Audit Report on the Development and Implementation of the NYCServ-Taxi Application Administered by the Office of Administrative Trials and Hearings

EXECUTIVE SUMMARY

We audited the NYCServ-Taxi application administered by the Office of Administrative Trials and Hearings (OATH) to determine whether the application meets the overall goals as stated in the system specifications, has adequate functions to ensure the information process is reliable, and is secure from unauthorized access.

OATH is an administrative tribunal created by the City of New York (City) to independently adjudicate the disposition of certain City-issued civil violations and administrative claims.  Its mission is to provide fair and unbiased administrative trials and hearings to New York City residents, businesses and City agencies.  The OATH Hearings Division consists of the Environmental Control Board Tribunal (ECB), the OATH Taxi & Limousine Tribunal (TLT) and the OATH Health Tribunal.  The OATH Taxi & Limousine Tribunal holds hearings on summonses issued by the New York City Taxi & Limousine Commission (TLC), the City’s Police Department (NYPD) and the Port Authority of New York and New Jersey for alleged violations of TLC and other City rules.

In 2013, the OATH implemented a new $1.5 million electronic file and case management application called NYCServ-Taxi.  Although the application is fully operational, further periodic enhancements are planned including an electronic interface with Taxi & Limousine Commission’s computer environment¹.  Currently, adjudicated and reviewed results are manually entered into TLC systems by OATH’s data entry personnel.

Audit Findings and Conclusion

Our audit found that the overall goals of the NYCServ-Taxi application as stated in the system specifications have generally been met.  In addition, the audit found that the application has adequate functions and controls to ensure that the information processed is reliable.  Further, the audit found that the application, which is Intranet-based (that is, accessible through a web browser, but used primarily on the internal network of an organization), has restricted internal access, and has been generally secured from unauthorized external access.
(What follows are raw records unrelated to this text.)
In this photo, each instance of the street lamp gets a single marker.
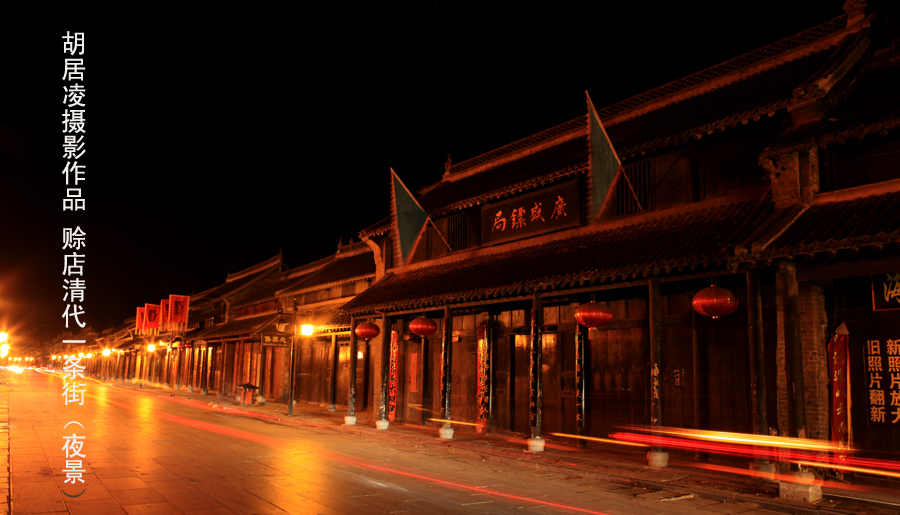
(293, 337)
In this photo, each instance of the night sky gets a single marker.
(210, 146)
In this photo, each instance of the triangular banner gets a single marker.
(605, 162)
(409, 218)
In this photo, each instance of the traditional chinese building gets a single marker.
(323, 358)
(215, 339)
(773, 176)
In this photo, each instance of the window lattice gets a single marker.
(642, 177)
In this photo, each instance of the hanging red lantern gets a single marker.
(367, 330)
(593, 315)
(715, 302)
(423, 326)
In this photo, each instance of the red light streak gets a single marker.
(452, 422)
(465, 487)
(602, 440)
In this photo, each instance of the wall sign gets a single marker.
(886, 292)
(883, 378)
(275, 340)
(483, 375)
(413, 372)
(392, 376)
(547, 209)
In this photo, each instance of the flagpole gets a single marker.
(439, 234)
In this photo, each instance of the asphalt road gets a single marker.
(154, 454)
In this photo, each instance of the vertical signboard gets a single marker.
(483, 376)
(414, 372)
(392, 376)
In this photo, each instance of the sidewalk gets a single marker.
(719, 481)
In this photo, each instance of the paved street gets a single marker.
(149, 453)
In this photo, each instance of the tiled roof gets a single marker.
(377, 228)
(699, 237)
(744, 61)
(866, 221)
(247, 326)
(574, 125)
(330, 318)
(738, 102)
(202, 314)
(339, 270)
(553, 163)
(232, 286)
(271, 291)
(872, 106)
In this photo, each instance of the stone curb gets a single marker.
(608, 471)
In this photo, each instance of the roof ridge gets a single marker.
(735, 64)
(544, 136)
(276, 260)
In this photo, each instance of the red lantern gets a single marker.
(367, 330)
(593, 315)
(423, 326)
(715, 302)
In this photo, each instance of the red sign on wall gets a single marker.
(548, 209)
(413, 372)
(483, 376)
(392, 376)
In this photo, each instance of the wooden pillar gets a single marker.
(332, 386)
(176, 373)
(209, 368)
(350, 419)
(423, 386)
(657, 457)
(757, 362)
(581, 334)
(190, 367)
(446, 431)
(536, 443)
(793, 351)
(237, 372)
(204, 367)
(492, 376)
(700, 379)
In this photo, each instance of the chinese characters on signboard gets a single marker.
(546, 210)
(74, 175)
(73, 129)
(274, 340)
(483, 375)
(886, 292)
(883, 377)
(392, 376)
(73, 393)
(414, 372)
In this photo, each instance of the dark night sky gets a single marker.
(212, 146)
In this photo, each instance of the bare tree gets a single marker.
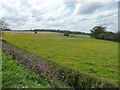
(3, 24)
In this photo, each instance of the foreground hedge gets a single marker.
(55, 73)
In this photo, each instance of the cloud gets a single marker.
(87, 8)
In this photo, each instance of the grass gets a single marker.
(96, 57)
(80, 36)
(15, 75)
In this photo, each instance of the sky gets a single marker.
(77, 15)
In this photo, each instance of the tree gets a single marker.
(3, 24)
(96, 31)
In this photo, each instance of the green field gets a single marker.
(15, 75)
(95, 57)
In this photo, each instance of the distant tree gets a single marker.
(3, 24)
(96, 31)
(66, 33)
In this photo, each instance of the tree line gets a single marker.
(98, 32)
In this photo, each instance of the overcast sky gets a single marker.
(60, 14)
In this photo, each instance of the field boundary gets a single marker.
(54, 73)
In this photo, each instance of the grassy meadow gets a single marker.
(15, 75)
(95, 57)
However, the audit also found that the NYCServ-Taxi application has internal security weaknesses that require additional system modifications and controls to remediate risks.  Specifically, the audit found the following areas of security weaknesses in NYCServ-Taxi application: Microsoft Windows password complexity has not been enabled; web server security updates are not current; there are application access control vulnerabilities, and Personally Identifiable Information (PII) is exposed.

Audit Recommendations

The audit made the following 10 recommendations:

• Coordinate with the Department of Information Technology and Telecommunication (DoITT) to enable password complexity in the Microsoft Window environment for protection of the computer system, and hosted applications.
• Test the updates to ensure their compatibility with the NYCServ-Taxi application, and apply the necessary security updates to the Web server in order to strengthen its security posture.
• Implement an enterprise patch management solution (i.e. Symantec, McAfee, Trend Microsystems) to ensure that the latest security patches and updates are applied.
• Take necessary steps to test future web server upgrades and then plan ahead to make necessary upgrades.
• Remediate the NYCServ-Taxi application to prevent unauthorized internal access by URL manipulation.
• Restrict access to NYCServ-Taxi webpages with administrator level functions designed for management to authorized users only.
• Ensure against similar deficiencies (web pages vulnerable to URL manipulation) in future application development projects by incorporating necessary steps into their Quality Assurance and Testing program.
• Comply with the DoITT Data Classification Policy to help guide its employees to alleviate the risk of collecting and storing PII into the NYCServ-Taxi application.
• Review the NYCServ-Taxi application data for PII and remove, block, or shield the information from unauthorized disclosure.
• Employ proper encryption methods to protect PII that is stored on the hard drives of computer systems or other network storage devices.

Agency Response

In its response, OATH generally agreed with the first three of four areas of audit findings and recommendations.  OATH stated that it has taken appropriate action to alleviate and remediate the reported risks regarding internal security weaknesses.  With regard to the findings and recommendations relating to Personally Identifiable Information (PII) exposure, OATH stated that it does not consider data collected by the NYCServ-Taxi application to be private data.  In addition, OATH stated that, to the degree it retains scanned images that require heightened security, it has adequate procedures in place to ensure these images are secure.